I built 4 Demeter based optical clones off of Osh Park and haven't boxed them all. Ideally the meter would register the gain reduction of the comp. Unfortunately the Chinese are a bit shy on documents and it's been several years since I bought these meter kits but the circuit looks pretty simple. I built one up last night and it functions attached directly to the output of the pedal.
Now the challenge is to pick the control signal off of the Compressor circuit and have it work with the meter. I'll post links to what I have information wise if anyone's interested in it.
Oh and cutting a slot for the LEDs in the enclosure..
here's the compressor docs:
http://www.shattuckforensics.com/music/Compressor.pdf
Yes, links would be good.
I've done a vu meter on the output of a pedal before ... I suppose it would be neat to have pre and post for comparison.
Quote from: thesmokingman on March 21, 2018, 07:42:19 PM
I've done a vu meter on the output of a pedal before ... I suppose it would be neat to have pre and post for comparison.
Ideally it would be gain reduction in a reversed meter. Got used to setting my old LA-4. Lets you see how much compression at a glance.
Quote from: thesmokingman on March 21, 2018, 07:42:19 PM
I've done a vu meter on the output of a pedal before ... I suppose it would be neat to have pre and post for comparison.
Dan and I have conversed a bit through PM about this.
I was trying to convince ("convince" isnt really right....) him that you can display something potentially more useful than pre or post: the difference of the two. This tells you what the compressor is doing without muddying up the presentation by having it jump all around with the dynamics themselves.
In a vactrol-based compressor, the difference signal will be some transformed version of the LED current (or voltage, I suppose). The trick would be to properly map it to a scale that has some resemblance to dB (dBu?) attenuation (I believe the Demeter is a single-ended compressor that attenuates the highs but doesn't amplify the lows, but I could be wrong).
I posted the compressor docs in the original post with a picture of the meter PCB which has the component values in the silkscreen.
After my discussion with EBK I let the details percolate in my poor ADHD brain and realized that an op-amp outputting the difference between the input and the output might be the way to get basic gain reduction readings. That is probably what EBK was talking about. Too many details and my brain pulls a Bart simpson. So EBK eloquently described how he added a meter and I heard blah blah blah...then after a nights sleep I had the brilliant idea of using a differential op-amp between the in and out. I'm sure I just stole his idea.. :o
Can you take the control signal directly and make anything useful out of it?
If you just outright take the output signal and subtract the input, you are not going to get a representation of the gain.... You would need to divide rather subtract.
I may have oversimplified a bit by merely saying "difference". I meant the difference of dB levels.

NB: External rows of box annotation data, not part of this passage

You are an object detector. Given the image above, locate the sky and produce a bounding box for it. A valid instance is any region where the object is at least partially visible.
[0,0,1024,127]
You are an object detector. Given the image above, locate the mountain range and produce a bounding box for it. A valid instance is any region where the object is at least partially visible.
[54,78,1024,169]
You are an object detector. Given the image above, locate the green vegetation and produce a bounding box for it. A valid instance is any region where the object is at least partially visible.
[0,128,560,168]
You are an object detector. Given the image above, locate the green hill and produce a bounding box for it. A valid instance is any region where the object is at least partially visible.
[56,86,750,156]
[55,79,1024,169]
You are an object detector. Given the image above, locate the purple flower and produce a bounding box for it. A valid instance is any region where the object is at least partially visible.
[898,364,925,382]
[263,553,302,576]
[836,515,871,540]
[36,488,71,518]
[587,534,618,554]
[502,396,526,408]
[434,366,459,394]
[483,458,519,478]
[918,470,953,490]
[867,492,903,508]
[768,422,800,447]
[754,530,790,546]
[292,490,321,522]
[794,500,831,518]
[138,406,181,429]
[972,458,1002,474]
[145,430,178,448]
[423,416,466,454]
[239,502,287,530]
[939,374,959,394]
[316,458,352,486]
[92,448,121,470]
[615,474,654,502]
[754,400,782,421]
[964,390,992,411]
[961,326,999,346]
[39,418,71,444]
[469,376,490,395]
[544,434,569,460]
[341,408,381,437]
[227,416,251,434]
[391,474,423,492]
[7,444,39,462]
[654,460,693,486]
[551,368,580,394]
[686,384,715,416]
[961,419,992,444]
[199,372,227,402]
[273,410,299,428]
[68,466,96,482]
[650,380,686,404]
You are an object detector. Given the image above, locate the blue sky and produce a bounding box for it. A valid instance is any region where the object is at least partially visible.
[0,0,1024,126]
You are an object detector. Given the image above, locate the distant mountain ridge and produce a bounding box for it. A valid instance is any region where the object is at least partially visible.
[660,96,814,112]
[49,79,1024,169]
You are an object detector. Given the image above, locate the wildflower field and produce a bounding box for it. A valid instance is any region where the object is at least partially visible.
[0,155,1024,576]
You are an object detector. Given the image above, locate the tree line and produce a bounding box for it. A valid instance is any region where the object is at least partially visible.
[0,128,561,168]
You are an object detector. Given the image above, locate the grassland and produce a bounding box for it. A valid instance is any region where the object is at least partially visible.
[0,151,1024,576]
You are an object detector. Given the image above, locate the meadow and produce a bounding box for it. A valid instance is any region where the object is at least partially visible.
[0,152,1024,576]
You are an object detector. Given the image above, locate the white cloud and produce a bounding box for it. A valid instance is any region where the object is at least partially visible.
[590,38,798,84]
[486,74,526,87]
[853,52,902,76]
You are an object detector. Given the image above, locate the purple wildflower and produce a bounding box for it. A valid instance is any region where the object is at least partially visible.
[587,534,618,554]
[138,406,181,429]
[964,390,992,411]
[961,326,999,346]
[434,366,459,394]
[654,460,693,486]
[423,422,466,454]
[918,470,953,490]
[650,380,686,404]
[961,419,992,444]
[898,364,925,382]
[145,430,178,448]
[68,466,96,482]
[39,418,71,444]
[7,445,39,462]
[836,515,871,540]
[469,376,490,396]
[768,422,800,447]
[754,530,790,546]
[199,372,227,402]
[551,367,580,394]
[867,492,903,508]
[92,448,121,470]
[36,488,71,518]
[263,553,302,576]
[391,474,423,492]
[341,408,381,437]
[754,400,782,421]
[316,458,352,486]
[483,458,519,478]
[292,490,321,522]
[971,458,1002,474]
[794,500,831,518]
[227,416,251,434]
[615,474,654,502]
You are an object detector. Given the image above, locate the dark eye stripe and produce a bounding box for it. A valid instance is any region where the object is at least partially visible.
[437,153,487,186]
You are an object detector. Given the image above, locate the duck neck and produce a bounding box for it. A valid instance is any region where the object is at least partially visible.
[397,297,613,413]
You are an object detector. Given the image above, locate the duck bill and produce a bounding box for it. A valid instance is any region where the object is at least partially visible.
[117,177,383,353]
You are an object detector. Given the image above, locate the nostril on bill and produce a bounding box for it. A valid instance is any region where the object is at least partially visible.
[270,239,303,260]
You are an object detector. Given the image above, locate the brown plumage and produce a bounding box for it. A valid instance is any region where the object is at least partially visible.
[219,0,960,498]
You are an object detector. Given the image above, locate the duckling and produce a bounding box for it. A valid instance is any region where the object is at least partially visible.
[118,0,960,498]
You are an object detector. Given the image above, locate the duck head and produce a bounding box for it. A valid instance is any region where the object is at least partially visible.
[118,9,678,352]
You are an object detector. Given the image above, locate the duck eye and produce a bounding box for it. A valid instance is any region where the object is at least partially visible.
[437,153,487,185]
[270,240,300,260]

That's why I was suggesting basing your measurement on the thing that affects gain itself.
It would be so cool if I knew what I was doing.

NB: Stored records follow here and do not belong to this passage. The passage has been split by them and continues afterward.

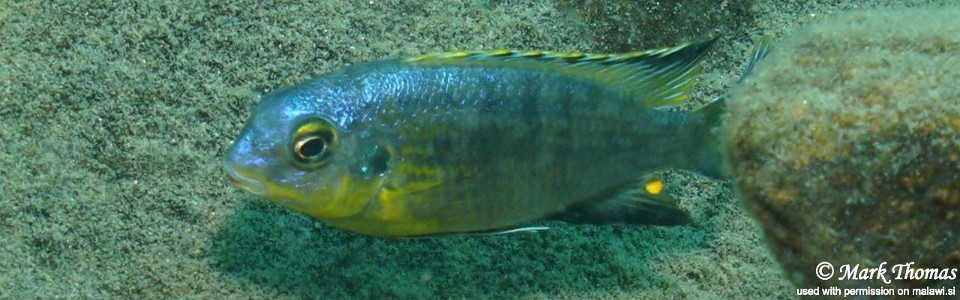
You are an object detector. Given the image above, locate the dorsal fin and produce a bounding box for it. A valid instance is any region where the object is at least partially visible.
[403,38,718,107]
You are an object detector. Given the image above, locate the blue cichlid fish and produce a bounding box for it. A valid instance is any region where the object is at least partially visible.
[222,39,723,236]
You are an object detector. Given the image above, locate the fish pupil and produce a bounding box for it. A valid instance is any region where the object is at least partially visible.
[298,136,327,160]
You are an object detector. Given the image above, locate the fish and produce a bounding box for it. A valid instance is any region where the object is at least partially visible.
[221,37,724,237]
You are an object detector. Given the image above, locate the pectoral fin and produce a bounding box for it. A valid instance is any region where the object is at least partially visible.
[549,175,691,225]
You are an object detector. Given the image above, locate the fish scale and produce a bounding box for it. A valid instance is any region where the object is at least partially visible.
[223,39,722,236]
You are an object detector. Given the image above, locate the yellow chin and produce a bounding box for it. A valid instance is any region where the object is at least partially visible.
[264,173,383,220]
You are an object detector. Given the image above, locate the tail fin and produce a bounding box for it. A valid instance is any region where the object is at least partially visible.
[694,36,771,178]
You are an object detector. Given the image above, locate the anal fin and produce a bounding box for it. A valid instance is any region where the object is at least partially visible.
[548,174,692,226]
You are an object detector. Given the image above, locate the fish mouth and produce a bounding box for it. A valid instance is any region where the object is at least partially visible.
[221,160,267,197]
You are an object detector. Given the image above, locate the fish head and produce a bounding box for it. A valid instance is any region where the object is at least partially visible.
[221,82,390,220]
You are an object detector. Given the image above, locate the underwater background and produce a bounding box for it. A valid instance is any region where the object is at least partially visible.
[0,0,946,299]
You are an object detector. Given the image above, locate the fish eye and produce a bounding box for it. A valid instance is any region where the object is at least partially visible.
[292,119,337,168]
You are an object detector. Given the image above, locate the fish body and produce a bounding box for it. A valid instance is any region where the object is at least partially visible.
[222,40,722,236]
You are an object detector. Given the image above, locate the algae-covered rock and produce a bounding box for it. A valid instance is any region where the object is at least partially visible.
[724,8,960,292]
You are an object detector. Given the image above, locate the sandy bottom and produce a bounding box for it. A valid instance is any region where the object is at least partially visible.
[0,1,944,299]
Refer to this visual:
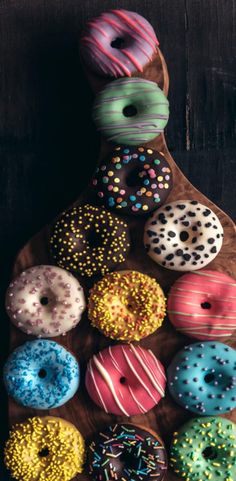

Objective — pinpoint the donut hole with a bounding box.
[202,446,217,460]
[40,296,49,306]
[87,230,103,249]
[179,230,189,242]
[123,104,138,117]
[204,372,215,384]
[119,450,139,470]
[38,447,49,458]
[126,167,142,187]
[201,302,211,309]
[110,37,125,50]
[38,369,47,379]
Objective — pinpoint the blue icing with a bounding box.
[167,341,236,416]
[3,339,80,409]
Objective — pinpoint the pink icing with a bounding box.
[168,269,236,341]
[85,344,166,416]
[81,10,159,77]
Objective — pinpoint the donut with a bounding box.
[87,423,167,481]
[167,269,236,340]
[92,146,172,215]
[85,344,166,416]
[6,265,86,337]
[88,271,165,342]
[3,339,80,409]
[80,10,159,77]
[144,200,223,271]
[50,204,130,277]
[93,77,169,146]
[168,341,236,416]
[170,416,236,481]
[4,416,85,481]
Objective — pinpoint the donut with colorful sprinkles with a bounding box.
[144,200,224,271]
[167,341,236,416]
[93,77,169,146]
[88,270,165,342]
[80,9,159,77]
[92,146,172,215]
[50,204,130,277]
[87,423,167,481]
[167,269,236,341]
[6,265,86,337]
[85,344,166,416]
[4,416,85,481]
[170,417,236,481]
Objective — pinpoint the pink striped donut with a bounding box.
[80,10,159,77]
[85,344,166,416]
[167,269,236,341]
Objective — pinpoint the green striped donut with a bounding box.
[93,78,169,145]
[170,417,236,481]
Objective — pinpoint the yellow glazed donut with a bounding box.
[4,416,85,481]
[88,270,165,342]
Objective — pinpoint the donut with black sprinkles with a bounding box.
[144,200,223,271]
[50,204,130,277]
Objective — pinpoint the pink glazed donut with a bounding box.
[85,344,166,416]
[167,269,236,341]
[80,10,159,77]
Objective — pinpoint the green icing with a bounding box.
[170,416,236,481]
[93,78,169,145]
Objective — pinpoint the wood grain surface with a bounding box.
[0,0,236,481]
[6,40,236,481]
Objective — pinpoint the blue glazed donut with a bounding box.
[3,339,80,409]
[167,342,236,416]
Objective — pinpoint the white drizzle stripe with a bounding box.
[179,278,236,287]
[192,271,236,287]
[130,344,165,397]
[168,310,235,320]
[122,347,158,404]
[128,386,147,413]
[175,287,236,299]
[148,349,166,381]
[108,346,123,375]
[171,291,236,306]
[175,319,236,331]
[89,362,108,413]
[93,356,129,416]
[177,328,227,337]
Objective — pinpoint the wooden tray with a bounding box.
[9,46,236,481]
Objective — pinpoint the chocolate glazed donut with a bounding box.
[87,423,167,481]
[93,146,172,215]
[50,204,130,277]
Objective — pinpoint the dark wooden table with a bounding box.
[0,0,236,481]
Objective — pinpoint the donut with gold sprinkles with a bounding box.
[4,416,85,481]
[88,423,167,481]
[92,146,172,215]
[88,271,166,342]
[50,204,130,277]
[170,417,236,481]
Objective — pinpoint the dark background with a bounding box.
[0,0,236,481]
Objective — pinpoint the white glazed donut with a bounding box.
[6,265,86,337]
[144,200,223,271]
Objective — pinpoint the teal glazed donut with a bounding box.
[3,339,80,409]
[93,77,169,145]
[170,417,236,481]
[168,342,236,416]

Quote from: blearyeyes on March 22, 2018, 05:13:26 AM
It would be so cool if I knew what I was doing.
No worries. Learn what you can as you go along.
I was looking at that compressor schematic, and I may be able to give you a workable solution.
Here's the idea:
That circuit uses a vactrol with a slow-looking turn off time (maybe all vactrols are like this *shrug*), so the LED current would not necessarily be the best measurement to use.

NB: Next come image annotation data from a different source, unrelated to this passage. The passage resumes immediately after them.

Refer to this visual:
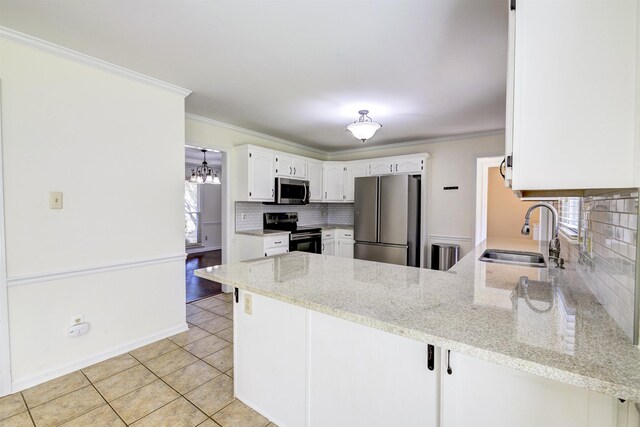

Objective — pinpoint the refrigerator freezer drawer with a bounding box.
[353,243,409,265]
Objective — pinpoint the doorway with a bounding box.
[474,157,543,245]
[184,145,228,303]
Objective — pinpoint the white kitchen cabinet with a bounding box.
[307,161,322,202]
[234,145,275,202]
[393,157,424,174]
[440,350,619,427]
[369,159,395,176]
[236,233,289,261]
[505,0,640,191]
[275,154,307,179]
[322,239,336,256]
[308,311,439,427]
[233,290,307,426]
[322,162,345,202]
[344,162,367,202]
[336,229,355,258]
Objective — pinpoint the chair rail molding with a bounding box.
[7,253,187,288]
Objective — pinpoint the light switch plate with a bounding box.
[49,191,62,209]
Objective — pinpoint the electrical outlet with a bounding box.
[49,191,62,209]
[244,294,253,314]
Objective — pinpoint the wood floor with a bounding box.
[185,250,222,303]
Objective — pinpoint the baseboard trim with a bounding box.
[11,322,189,393]
[7,253,187,288]
[187,246,222,256]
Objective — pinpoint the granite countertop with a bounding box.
[301,224,353,230]
[195,239,640,402]
[236,228,291,236]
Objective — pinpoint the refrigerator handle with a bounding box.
[376,177,380,242]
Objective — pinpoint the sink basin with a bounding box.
[479,249,547,268]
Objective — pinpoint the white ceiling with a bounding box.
[0,0,508,151]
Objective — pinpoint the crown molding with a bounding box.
[327,129,504,158]
[0,26,191,97]
[185,113,330,156]
[185,113,504,160]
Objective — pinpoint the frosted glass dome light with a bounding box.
[347,110,382,143]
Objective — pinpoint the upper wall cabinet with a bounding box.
[505,0,640,190]
[307,160,323,202]
[275,154,307,179]
[235,146,276,202]
[368,159,395,175]
[343,162,368,202]
[233,145,429,203]
[322,162,345,202]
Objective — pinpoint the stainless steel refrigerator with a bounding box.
[354,175,420,267]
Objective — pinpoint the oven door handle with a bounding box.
[289,233,322,242]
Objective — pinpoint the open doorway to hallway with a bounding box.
[184,146,224,303]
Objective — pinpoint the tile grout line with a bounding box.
[77,369,129,426]
[16,392,36,426]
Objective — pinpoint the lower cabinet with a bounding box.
[307,311,439,427]
[322,238,336,256]
[322,228,355,258]
[233,290,624,427]
[236,233,289,261]
[440,351,627,427]
[233,290,307,427]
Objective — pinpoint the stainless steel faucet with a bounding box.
[520,203,564,268]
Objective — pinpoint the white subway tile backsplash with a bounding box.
[235,202,353,231]
[569,191,638,338]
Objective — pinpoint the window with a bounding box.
[557,197,580,239]
[184,181,202,246]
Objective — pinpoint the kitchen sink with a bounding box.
[479,249,547,268]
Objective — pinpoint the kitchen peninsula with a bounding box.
[196,240,640,427]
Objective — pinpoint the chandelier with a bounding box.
[189,150,220,184]
[347,110,382,143]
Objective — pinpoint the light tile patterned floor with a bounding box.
[0,294,275,427]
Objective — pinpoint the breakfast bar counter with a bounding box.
[196,240,640,425]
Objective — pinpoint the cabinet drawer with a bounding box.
[264,234,289,249]
[322,230,336,239]
[336,229,353,240]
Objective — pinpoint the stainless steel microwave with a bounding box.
[273,178,309,205]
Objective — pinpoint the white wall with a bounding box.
[0,40,186,391]
[330,133,504,256]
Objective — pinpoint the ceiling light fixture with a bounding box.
[189,150,220,184]
[347,110,382,143]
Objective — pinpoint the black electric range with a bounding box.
[262,212,322,254]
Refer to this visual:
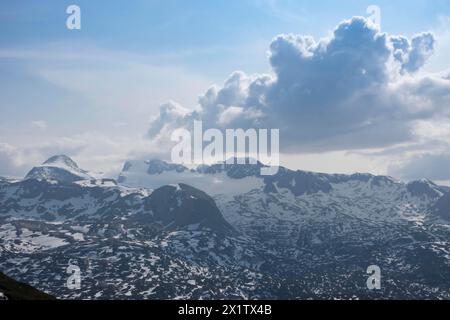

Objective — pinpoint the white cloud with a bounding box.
[146,17,450,153]
[31,120,47,130]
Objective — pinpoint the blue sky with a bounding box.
[0,0,450,180]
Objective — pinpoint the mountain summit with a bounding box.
[25,155,93,183]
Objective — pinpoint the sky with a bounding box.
[0,0,450,184]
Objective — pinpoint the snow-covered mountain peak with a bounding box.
[25,155,94,183]
[42,154,79,169]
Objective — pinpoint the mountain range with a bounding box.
[0,155,450,299]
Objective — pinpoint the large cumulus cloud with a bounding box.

Instead, we can take advantage of the fact that your meter circuit handles dB conversion for us, and we can feed it a copy of the signal portion that flows through the LDR. I'll make a quick drawing in a few minutes to show this better. We will need an op amp.
Edit: I need to rethink this a bit....
This is so much easier in a VCA-based compressor. Sorry.
No Sweat. don't worry about it. If you think of anything let me know.